Q. WHY ARE YOU OK WITH YOUR MUSIC BEING ON SPOTIFY NOW?
A. When I was a Young Life leader, I hung out at high-school football games, track meets and Taco Bell. I didn’t do any of that because I was really in to high-school athletics and food that can kill me. I did it because thats where high-school kids were hanging out. Had I waited for the average 17-year-old to meet me on my own terms, I’d have been a rather horrible Young Life Leader. I had to trust that showing up where they were hanging out was going to be reciprocated in conversation and engagement beyond Taco Bell and the game. It was a risk I took. But that’s the nature of relationship, isn’t it? It’s risky.
That is roughly how I’ve come to understand the relationship between musician and listener nowadays – it’s a relationship. And if it’s going to be a healthy one, I don’t get to set the terms according to my preferences. Listeners are getting their music at Spotify, etc… so I’ll be there as well.
Redefining this relationship has meant asking the question “What do you really want to do with your art?” If the answer to that question is “I want to make money and pay for my life,” then the sequence of decisions I make about Spotify, etc… head in one direction.

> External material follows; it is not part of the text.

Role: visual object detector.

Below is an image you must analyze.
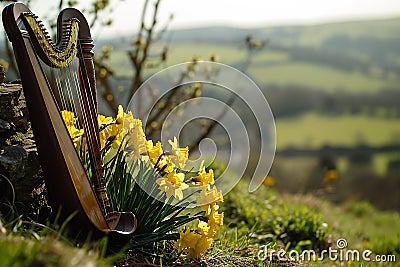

But if the answer to that question is “I want to help provide language for the process of faith and life,” the sequence of decisions I I make are dramatically different.
Part of the change in that relationship does go the other way, of course. And this is where you come in. Platforms like Kickstarter, IndieGoGo and Patreon allow you to support artists in a far more helpful way than just picking up the product when it’s finished. Being a participant and a patron… getting to help make the work we care about is a beautiful gift in exchange for simply being a consumer. Part of that beauty is the risk it requires. Investing time, energy and money in a project on the front end means you might be building something you’re not perfectly satisfied with. It’s the risk, in fact, that artists live with regularly. And now you get to share that risk.
So, I’ll take the risk of making my work available on Spotify and the rest while you take the risk of investing more personally and directly in what I make. I think this relationship can work. We will have to trust one another.